A solution designed to extract, transform and load Chicago crime data from an RDS instance to other services in AWS.

Overview

Crime data- Batch Processing:

RDBMS Data Extraction Implementation

This project is intended to implement a solution designed to extract, transform and load Chicago crime data from an RDS instance to other services in AWS.

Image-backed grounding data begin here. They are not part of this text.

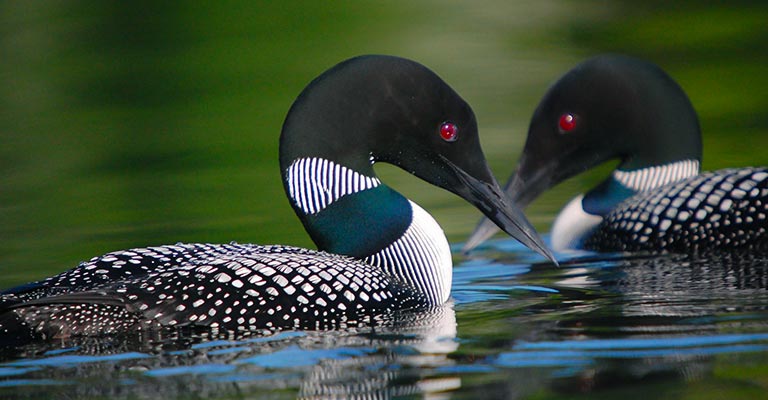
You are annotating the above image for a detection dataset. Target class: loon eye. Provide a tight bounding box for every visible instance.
[558,113,577,133]
[439,122,459,142]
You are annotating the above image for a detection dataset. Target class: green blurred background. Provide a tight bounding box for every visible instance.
[1,1,766,287]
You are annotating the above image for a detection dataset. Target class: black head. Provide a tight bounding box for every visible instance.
[280,55,554,262]
[281,55,483,178]
[465,54,703,250]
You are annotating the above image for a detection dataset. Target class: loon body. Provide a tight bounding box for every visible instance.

  • There is an airflow dag script, 2 pyspark application scripts, and a bootstrap actions script in this project which are explained below.

Deployment

Preparation:

  • An AWS RDS MySQL instance is created to store the batch of data.
    • An EC2 instance is created to communicate with the RDS instance.
    • The data is loaded onto the EC2 instance.
    • The database and table are created on the RDS instance with the help of the above created EC2 instance. The data is loaded in the table created above.
    • The create&Load.sql file contains the code for the above table data preparation step.
    • A secret on the Secrets Manager console is stored to communicate with the RDS instance secretly. Also, password rotation after 30 days has been configured for security purposes.
  • The following dag loads the data created from the above step into the AWS environment.

Implementation:

  • The airflow dag is put in the s3://yavula-da-capstone/dag/ location in the S3 bucket. An environment is created on the Amazon Managed Workflows for Apache Airflow(MWAA) console in a specific VPC.
  • The dag is scheduled to run on a daily basis along with SLA monitoring to trigger an alarm if the tasks take more than 36 minutes to finish the whole ETL process.
  • It usually takes 32-34 minutes to finish the dag processes. But if it takes, more than that, it means that something has interrupted the dag from finishing its process and we can check the logs accordingly.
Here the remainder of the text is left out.